In a better world, I could have just broken and reformed the replication agreement and moved on with my life, without the interference of FreeIPA trying to preserve the topology. I’m hesitant to think this would fix everything, and I’m afraid doing this very thing in the past led to replication conflicts.
In an even better world, I would’ve started running ipa-backup on cron much earlier,
but then I wouldn’t have learned any of the following:
- When IPA breaks down, it’s time to learn
ldapsearch,ldapmodify, andldapdelete. - Even when you edit LDAP directly, you still can’t change ipaReplTopoSegmentDirection.
- LDIF is a format useful in modifying LDAP entries.
- FreeIPA switched away from manual connections to topology.

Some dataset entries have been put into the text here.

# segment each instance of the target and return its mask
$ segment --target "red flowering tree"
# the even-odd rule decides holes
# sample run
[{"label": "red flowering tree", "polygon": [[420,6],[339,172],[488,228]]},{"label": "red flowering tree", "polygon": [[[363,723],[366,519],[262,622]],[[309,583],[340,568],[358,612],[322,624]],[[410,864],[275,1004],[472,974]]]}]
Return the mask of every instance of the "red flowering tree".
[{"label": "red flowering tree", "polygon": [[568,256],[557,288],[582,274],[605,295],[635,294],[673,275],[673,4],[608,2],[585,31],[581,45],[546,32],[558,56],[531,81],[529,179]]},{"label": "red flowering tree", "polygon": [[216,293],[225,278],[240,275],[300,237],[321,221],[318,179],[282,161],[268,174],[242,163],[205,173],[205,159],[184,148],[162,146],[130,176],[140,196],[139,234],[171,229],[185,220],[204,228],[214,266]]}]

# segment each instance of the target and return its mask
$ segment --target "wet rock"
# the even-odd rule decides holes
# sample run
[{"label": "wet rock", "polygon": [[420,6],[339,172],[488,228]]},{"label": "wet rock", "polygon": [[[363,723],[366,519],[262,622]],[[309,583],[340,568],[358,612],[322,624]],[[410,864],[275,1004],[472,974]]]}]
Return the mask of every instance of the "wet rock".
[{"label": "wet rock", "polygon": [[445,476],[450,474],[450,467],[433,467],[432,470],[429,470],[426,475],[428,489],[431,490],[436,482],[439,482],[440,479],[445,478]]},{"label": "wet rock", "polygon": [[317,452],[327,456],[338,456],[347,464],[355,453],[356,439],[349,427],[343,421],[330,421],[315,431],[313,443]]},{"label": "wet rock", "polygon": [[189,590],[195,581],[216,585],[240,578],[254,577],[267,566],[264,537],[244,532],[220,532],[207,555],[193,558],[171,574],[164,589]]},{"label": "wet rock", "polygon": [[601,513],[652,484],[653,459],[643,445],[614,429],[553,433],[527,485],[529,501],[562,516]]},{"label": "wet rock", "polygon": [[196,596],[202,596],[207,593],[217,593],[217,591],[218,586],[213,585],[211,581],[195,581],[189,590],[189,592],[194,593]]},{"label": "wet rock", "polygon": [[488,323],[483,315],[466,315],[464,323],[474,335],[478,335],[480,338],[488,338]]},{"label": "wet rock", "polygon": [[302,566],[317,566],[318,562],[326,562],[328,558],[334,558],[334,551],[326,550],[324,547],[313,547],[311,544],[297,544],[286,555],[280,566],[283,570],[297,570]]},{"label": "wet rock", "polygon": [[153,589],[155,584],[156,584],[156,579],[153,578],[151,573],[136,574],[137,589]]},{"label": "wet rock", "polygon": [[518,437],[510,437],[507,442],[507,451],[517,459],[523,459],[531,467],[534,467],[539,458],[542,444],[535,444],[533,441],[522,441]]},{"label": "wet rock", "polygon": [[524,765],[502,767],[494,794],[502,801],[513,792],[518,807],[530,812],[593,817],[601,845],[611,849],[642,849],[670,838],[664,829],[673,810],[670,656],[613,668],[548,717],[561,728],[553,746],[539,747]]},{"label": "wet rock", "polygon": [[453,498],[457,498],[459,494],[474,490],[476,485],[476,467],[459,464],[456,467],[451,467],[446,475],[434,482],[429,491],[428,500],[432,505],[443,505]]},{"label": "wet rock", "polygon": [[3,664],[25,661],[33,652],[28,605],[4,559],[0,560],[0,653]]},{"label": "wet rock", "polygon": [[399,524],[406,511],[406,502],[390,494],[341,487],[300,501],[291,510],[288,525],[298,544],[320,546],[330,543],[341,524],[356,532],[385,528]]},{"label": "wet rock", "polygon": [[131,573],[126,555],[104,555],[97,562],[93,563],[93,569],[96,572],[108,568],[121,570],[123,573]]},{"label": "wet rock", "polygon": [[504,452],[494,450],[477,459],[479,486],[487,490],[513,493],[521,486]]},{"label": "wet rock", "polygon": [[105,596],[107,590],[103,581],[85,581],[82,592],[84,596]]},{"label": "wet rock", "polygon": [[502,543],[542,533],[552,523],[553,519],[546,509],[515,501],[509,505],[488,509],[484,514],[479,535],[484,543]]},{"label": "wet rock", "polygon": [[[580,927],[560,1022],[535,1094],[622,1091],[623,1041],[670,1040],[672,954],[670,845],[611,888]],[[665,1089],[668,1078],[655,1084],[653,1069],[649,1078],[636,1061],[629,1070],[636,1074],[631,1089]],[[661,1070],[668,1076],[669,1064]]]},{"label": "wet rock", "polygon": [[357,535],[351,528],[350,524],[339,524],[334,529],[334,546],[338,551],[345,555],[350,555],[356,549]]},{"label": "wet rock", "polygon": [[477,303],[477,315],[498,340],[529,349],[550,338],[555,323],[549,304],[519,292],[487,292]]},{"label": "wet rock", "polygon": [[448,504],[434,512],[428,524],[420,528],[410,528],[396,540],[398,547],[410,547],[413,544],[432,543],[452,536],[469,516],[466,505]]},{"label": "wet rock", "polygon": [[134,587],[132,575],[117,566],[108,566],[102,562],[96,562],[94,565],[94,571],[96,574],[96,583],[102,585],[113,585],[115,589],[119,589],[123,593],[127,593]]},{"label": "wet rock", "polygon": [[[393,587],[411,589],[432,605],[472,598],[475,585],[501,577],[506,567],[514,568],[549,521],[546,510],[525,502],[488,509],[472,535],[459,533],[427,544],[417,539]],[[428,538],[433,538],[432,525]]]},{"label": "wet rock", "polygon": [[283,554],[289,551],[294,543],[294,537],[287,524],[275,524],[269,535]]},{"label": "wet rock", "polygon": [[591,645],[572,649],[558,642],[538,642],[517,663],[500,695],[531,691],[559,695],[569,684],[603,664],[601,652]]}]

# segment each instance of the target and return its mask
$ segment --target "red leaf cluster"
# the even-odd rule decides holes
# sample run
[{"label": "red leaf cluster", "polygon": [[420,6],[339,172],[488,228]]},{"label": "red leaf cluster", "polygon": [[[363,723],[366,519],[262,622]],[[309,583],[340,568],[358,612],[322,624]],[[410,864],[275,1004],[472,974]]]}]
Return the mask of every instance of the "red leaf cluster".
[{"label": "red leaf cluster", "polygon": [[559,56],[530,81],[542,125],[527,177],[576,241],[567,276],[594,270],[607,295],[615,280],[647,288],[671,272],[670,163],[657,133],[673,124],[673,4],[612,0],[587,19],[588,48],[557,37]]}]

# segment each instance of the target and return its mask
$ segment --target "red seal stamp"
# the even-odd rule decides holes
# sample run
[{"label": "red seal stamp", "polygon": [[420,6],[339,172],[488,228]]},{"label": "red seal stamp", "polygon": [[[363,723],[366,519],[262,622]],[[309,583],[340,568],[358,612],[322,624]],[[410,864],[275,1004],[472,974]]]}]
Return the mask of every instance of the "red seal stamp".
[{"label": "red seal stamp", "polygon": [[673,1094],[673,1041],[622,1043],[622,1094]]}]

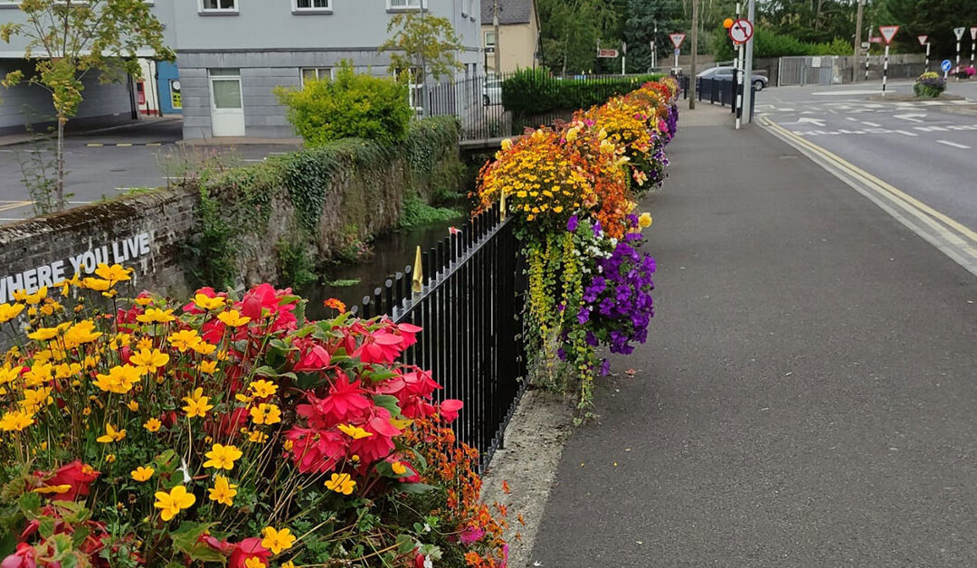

- FreeIPA really doesn’t like you doing anything that could disconnect the topology.
- Once replication is working Red Hat has a chapter on resolving replication conflicts.
I’m still somewhat confused about one of the solutions I tried in the interim. I created a new, third IPA master, and connected it to both the primary and secondary in the topology editor (an amazingly simple 3 click operation for each master). This allowed me to break the connection between the two machines and create a new link between them, which showed as “Connectivity both” in the domain topology segment. When I removed the third server, however, the two original masters stopped talking to each other. This, despite the topology segment still showing bidirectional communication.